俺の好きにさせてください、お嬢様。




そんな甘い甘いお菓子が与えられて、わたしは一瞬で静かになった。

顔を覗き込むようにくすっと笑ってくるハヤセ。



「おい、本当にエマお嬢様が大人しくなったぞ…」


「すげぇさすが早瀬さんだ…。
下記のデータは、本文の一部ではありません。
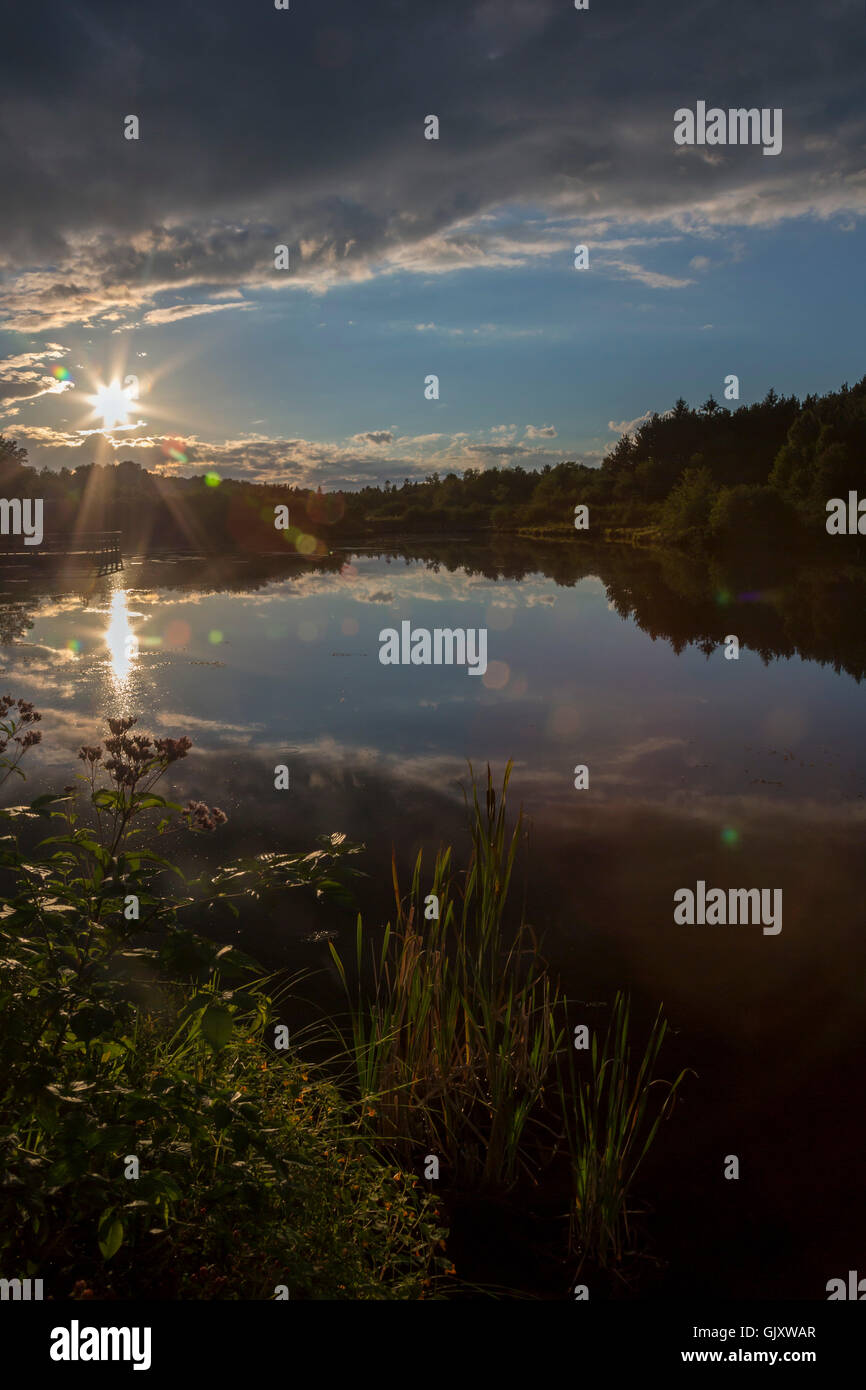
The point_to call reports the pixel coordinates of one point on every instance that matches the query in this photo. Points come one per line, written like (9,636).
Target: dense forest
(694,477)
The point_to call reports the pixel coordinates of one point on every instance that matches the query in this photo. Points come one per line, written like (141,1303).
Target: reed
(610,1122)
(453,1018)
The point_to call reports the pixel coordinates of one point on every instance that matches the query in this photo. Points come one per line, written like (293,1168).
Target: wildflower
(205,818)
(173,748)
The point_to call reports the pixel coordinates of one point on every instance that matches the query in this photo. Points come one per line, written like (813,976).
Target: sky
(154,257)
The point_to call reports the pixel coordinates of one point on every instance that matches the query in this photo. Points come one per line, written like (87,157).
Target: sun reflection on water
(121,641)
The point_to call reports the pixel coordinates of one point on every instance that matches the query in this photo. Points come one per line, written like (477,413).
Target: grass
(453,1019)
(456,1037)
(612,1121)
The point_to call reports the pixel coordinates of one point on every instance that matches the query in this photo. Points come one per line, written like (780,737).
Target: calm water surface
(745,773)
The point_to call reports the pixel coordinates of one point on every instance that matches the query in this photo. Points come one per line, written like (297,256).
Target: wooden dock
(97,552)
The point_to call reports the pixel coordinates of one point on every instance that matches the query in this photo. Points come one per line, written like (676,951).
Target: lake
(737,773)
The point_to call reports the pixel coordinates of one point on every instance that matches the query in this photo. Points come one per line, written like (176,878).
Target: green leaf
(110,1235)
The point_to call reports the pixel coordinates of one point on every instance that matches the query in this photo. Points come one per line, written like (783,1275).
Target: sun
(113,403)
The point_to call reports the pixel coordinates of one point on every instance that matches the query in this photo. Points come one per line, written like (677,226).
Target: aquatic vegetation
(152,1141)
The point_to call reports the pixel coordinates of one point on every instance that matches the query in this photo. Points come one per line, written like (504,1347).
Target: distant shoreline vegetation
(692,478)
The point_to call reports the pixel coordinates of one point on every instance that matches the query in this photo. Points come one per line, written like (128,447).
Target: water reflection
(121,641)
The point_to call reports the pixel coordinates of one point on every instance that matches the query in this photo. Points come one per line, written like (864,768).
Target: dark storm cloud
(306,127)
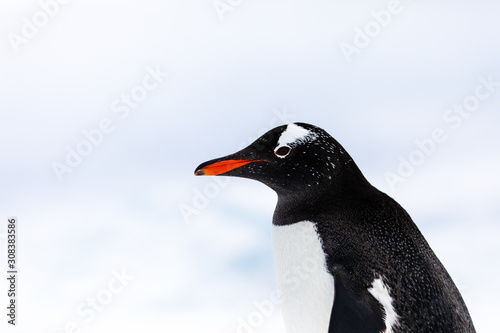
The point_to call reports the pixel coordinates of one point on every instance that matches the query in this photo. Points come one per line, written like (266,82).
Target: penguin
(348,258)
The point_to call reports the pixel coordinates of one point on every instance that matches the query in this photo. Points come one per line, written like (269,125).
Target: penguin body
(348,258)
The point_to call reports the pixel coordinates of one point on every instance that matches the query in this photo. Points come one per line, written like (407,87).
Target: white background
(232,76)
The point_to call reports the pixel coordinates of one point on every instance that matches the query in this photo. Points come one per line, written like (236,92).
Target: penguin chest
(305,286)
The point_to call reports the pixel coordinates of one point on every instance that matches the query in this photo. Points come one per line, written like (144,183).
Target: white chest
(306,288)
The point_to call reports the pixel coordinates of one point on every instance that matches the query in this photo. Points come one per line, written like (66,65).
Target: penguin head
(291,158)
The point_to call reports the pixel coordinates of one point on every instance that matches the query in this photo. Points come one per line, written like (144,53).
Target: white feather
(382,294)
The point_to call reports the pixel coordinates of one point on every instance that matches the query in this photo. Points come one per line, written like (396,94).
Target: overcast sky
(107,107)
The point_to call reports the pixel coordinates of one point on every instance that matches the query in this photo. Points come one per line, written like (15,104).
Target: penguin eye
(282,151)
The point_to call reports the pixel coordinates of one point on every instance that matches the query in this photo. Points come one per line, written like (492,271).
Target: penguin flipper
(354,309)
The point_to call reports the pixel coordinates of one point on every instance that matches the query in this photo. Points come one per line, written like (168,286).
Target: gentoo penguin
(348,258)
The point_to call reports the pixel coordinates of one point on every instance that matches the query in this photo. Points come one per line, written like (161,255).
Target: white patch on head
(381,293)
(304,284)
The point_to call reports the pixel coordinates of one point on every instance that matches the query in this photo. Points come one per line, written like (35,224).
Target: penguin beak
(220,166)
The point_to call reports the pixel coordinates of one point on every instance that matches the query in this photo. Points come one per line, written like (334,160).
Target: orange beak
(221,167)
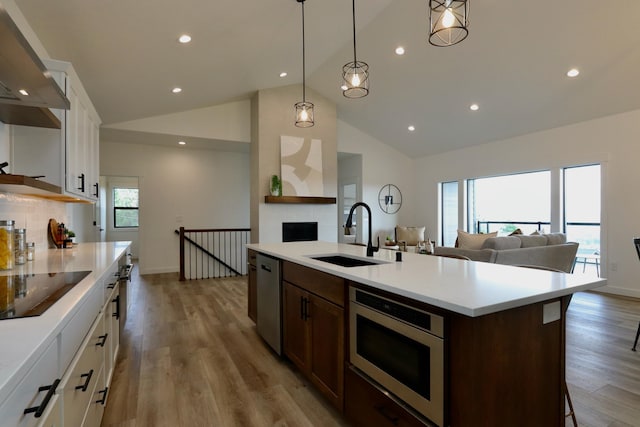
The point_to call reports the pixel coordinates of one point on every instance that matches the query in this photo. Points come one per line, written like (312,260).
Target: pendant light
(355,75)
(304,109)
(449,22)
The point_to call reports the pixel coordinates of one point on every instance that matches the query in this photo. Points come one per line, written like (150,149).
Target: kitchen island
(502,339)
(39,354)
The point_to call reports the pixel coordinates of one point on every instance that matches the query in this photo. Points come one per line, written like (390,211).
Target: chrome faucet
(370,248)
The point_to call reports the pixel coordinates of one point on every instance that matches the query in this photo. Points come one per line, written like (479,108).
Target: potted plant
(276,185)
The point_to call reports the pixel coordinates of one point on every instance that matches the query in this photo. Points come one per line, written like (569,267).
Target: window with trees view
(125,207)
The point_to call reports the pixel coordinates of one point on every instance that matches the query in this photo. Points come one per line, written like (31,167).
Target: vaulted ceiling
(513,64)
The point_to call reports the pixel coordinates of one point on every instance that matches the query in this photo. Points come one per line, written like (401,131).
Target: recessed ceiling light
(573,72)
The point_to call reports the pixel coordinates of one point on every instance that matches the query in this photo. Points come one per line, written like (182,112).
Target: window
(505,203)
(125,207)
(449,212)
(582,207)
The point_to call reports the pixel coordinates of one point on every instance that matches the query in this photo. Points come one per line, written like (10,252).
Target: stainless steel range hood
(22,70)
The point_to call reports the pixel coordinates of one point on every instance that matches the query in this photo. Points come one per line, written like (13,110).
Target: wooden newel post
(182,278)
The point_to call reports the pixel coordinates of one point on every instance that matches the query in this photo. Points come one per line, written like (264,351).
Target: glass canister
(6,244)
(7,297)
(31,251)
(20,245)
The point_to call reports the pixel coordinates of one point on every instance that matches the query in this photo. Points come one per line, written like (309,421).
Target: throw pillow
(531,241)
(556,238)
(410,235)
(500,243)
(473,241)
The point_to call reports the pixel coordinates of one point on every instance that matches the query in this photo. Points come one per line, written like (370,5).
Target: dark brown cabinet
(313,329)
(368,405)
(252,305)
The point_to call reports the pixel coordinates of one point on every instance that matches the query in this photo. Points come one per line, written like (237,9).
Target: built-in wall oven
(401,348)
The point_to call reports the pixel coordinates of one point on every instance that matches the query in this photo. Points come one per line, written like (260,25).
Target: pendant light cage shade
(304,109)
(355,76)
(449,22)
(304,114)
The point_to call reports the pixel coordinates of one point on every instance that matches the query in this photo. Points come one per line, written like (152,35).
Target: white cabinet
(79,382)
(33,396)
(68,383)
(67,157)
(53,415)
(112,312)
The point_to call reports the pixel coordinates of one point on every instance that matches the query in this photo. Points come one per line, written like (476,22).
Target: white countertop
(467,287)
(23,339)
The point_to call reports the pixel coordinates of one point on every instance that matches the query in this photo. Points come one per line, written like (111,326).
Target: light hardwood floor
(190,356)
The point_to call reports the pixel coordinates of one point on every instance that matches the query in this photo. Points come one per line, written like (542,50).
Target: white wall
(382,165)
(179,187)
(612,141)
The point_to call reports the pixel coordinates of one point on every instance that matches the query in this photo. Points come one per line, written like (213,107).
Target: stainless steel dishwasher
(269,301)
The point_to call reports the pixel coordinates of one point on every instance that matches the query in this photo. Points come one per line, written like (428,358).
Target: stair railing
(213,252)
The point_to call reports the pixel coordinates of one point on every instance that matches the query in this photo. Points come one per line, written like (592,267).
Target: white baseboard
(634,293)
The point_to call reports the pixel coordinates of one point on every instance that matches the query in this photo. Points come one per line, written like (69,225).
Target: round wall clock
(390,198)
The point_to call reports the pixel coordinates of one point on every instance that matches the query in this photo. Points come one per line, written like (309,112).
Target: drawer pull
(383,411)
(86,382)
(103,339)
(39,410)
(116,300)
(104,396)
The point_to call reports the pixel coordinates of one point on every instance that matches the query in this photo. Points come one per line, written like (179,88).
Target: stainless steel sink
(346,261)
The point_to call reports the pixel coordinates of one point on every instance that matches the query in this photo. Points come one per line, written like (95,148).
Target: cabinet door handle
(117,301)
(39,410)
(84,386)
(306,309)
(103,339)
(383,411)
(104,396)
(81,178)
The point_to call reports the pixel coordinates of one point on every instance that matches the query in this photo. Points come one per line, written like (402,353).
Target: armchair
(409,237)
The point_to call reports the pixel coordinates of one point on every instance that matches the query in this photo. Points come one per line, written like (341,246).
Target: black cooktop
(25,295)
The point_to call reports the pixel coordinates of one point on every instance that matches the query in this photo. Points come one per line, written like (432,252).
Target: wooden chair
(565,389)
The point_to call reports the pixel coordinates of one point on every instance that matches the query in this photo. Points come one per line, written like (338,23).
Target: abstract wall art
(301,166)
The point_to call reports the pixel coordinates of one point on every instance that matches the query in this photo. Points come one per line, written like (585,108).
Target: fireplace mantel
(300,200)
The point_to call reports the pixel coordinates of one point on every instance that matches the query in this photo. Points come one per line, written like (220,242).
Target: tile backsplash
(32,214)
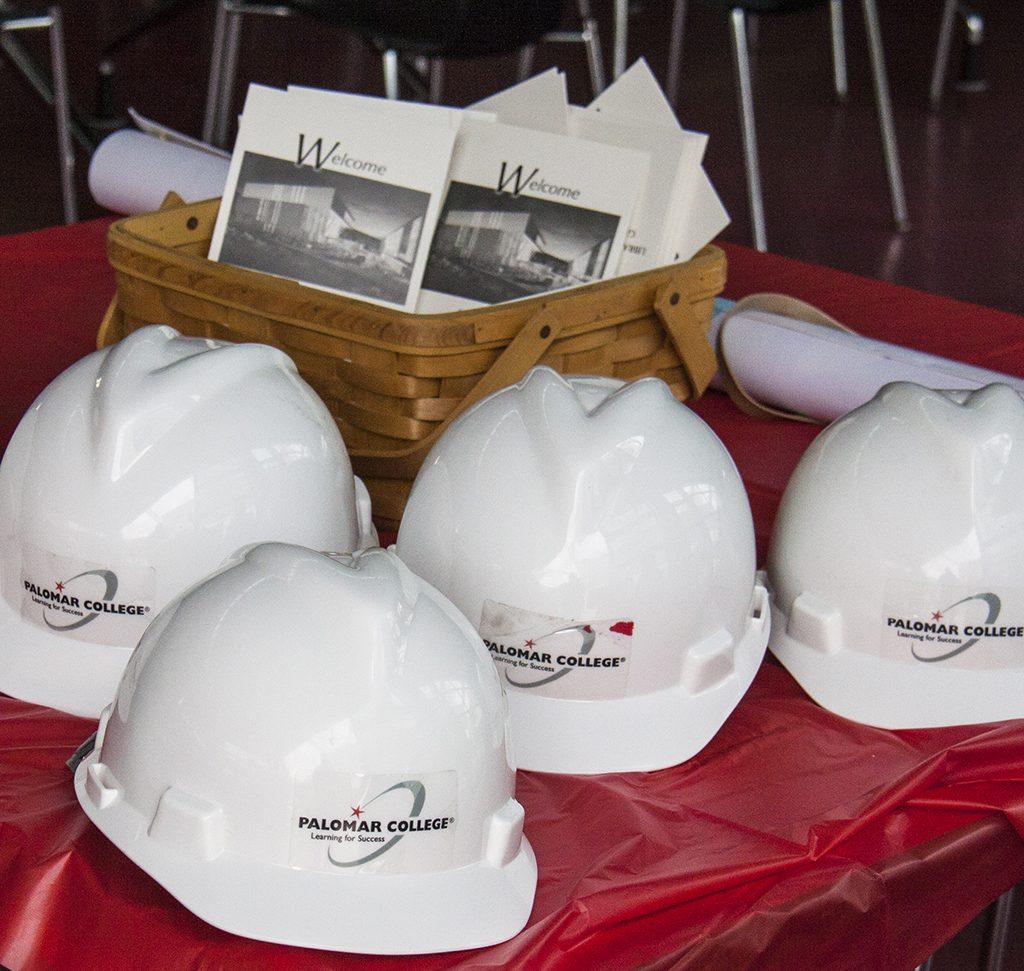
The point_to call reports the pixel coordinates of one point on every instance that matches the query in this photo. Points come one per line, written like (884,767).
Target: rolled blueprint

どんなお菓子あげたんだよ…」



これはわたしとハヤセの秘密だ。

普通のお嬢様と執事ではありえない、そうなってはいけないタブーのようなものだから。


あ…、でも理沙と碇は知ってるかもしれないけど…。



「台湾に行ったら何がしたいですか?」


「…えっとね、…肉まん食べるの」


「ふっ、エマお嬢様らしいですね」



どーいう意味だ。

体型が肉まんってこと?
あの小さくてコロコロしてる感じが似てるって?

それとも食いしん坊だからってこと?


けど、それも許せてしまう修学旅行マジック。


だって楽しみだもんーーーっ!!

ハヤセと3泊4日だよ?
こんなイケメンさんと旅行だよ?



「天気……悪くね?」



飛行機から降りて、ひとりの執事はどんより曇った空を見上げてつぶやいた。

日本とは空気さえも違う気がする、ここは台湾。


近い国だから4時間ほどで到着。